Restoring the Sahel region
Alland & Robert is a leading producer of acacia gum – otherwise known as gum arabic, acacia fibre or E414. The food additive is sourced from specific species of acacia trees across the African ‘gum belt’. This region stretches from Senegal to Eritrea.
The exudate is a natural emulsifier, stabiliser, texturiser, and is a source of fibre. Acacia gum can also be used to extend a product’s shelf life and improve mouthfeel.
Desertification is a growing concern across the gum belt. However, acacia trees, which capture nitrogen, can help nourish the soil and revive some of its lost fertility. Plantations also act as windbreakers, which serve to prevent further erosion.
In the Sahel region – located between the Sahara and the Sudanian savanna – desertification is of particular concern. In this area, the consequences of climate change are significant, and compounded by the advance of the Sahara.
“Since the creation of Alland & Robert in 1884, the company has been operating and sourcing raw materials in the Sahel. Our CEO Frédéric Alland has been travelling to several African countries for over 35 years,” explained Fauvarque.
“Since the 1980s, the Sahel has been affected by recurrent periods of drought. These droughts have threatened the livelihoods and future of entire populations across the region. Alland has witnessed the impacts of the climate crisis, and the rapid degradation of the natural environment. The Sahel is one of the regions most affected by climate change in the world. Alland & Robert wants to act and create concrete impact.”
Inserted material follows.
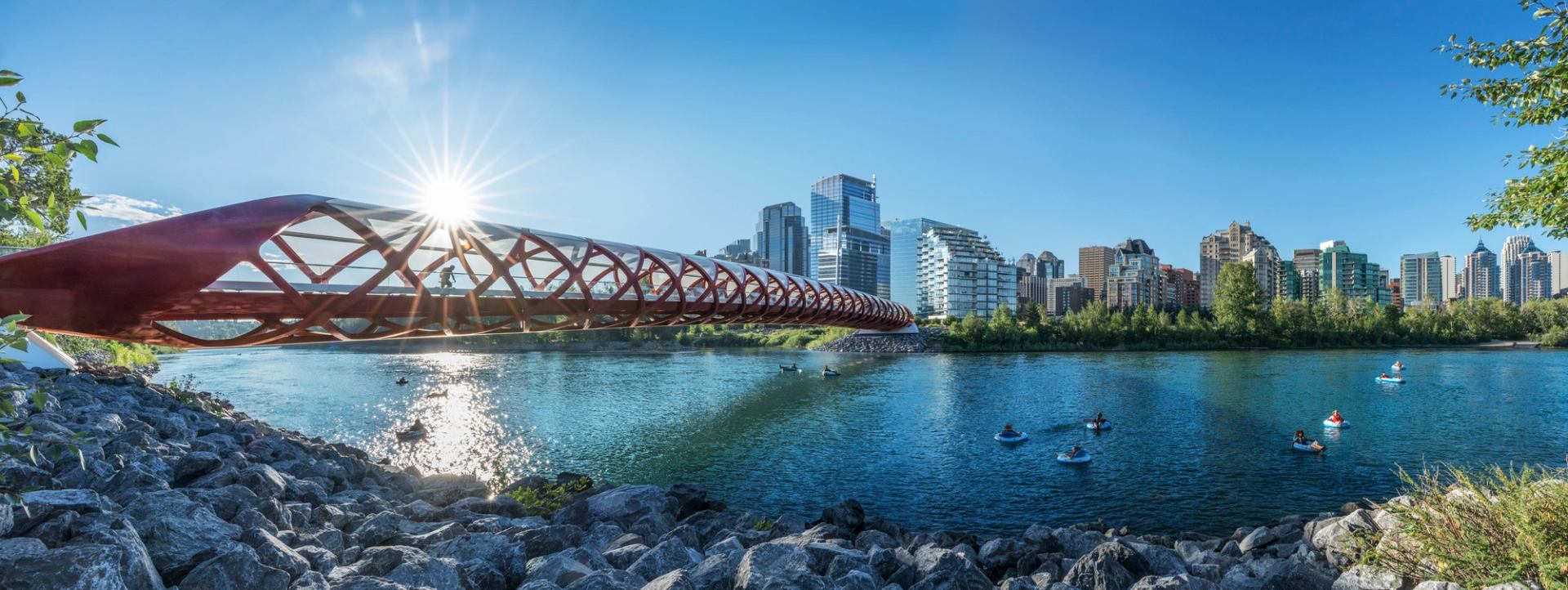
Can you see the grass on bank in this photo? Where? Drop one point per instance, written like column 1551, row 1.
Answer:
column 1481, row 528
In 2007, the Great Green Wall initiative was established to combat desertification across the Sahel. Its objective was to restore 8,000km to nature across the entire width of Africa. At least 15% of the project has been completed.
Last year, Alland & Robert partnered with UK based NGO Tree Aid, a participant in the Great Green Wall project, to help plant 3,600 trees (approximately 36 hectares) across the Sahel.
Now, such work will fall under the Alland Company Foundation, giving Alland & Robert the ‘necessary frame to its actions’. The foundation will primarily finance local initiatives and organisations.
Projects under the new foundation
Last year, Alland & Robert participated in a number of initiatives across the gum belt. These include a projet designed to reduce poverty in Mali, where over the past 10 years the Koulikoro region has lost 86% of the forests to deforestation. Alland & Robert is helping train farmers to grow and protect trees, and restore degraded lands in the region.
Another project sees the company help establish effective community forest governance in Niger. In particular, Alland & Robert is supporting families develop businesses based on tree products, including acacia gum.
And in Ethiopia, Alland & Robert is supporting communities in Dugda-Meki restore their local environment, build sustainable businesses, and grow nutritious food.
Moving forward, and under the aegis of the Foundation, Alland & Robert will continue its partnership with Tree Aid. Other projects include a collaboration with the Batali association in Central Africa, where the Foundation is working to provide schools and resources to local communities.
“In Sudan, we are looking to continue our project in El Humera to build more water tanks, and we will try to expand our work in this country, as it is one of the main producing countries for gum acacia,” Fauvarque told this publication.
“And we are open to other projects – we have a number of projects that we are currently exploring.”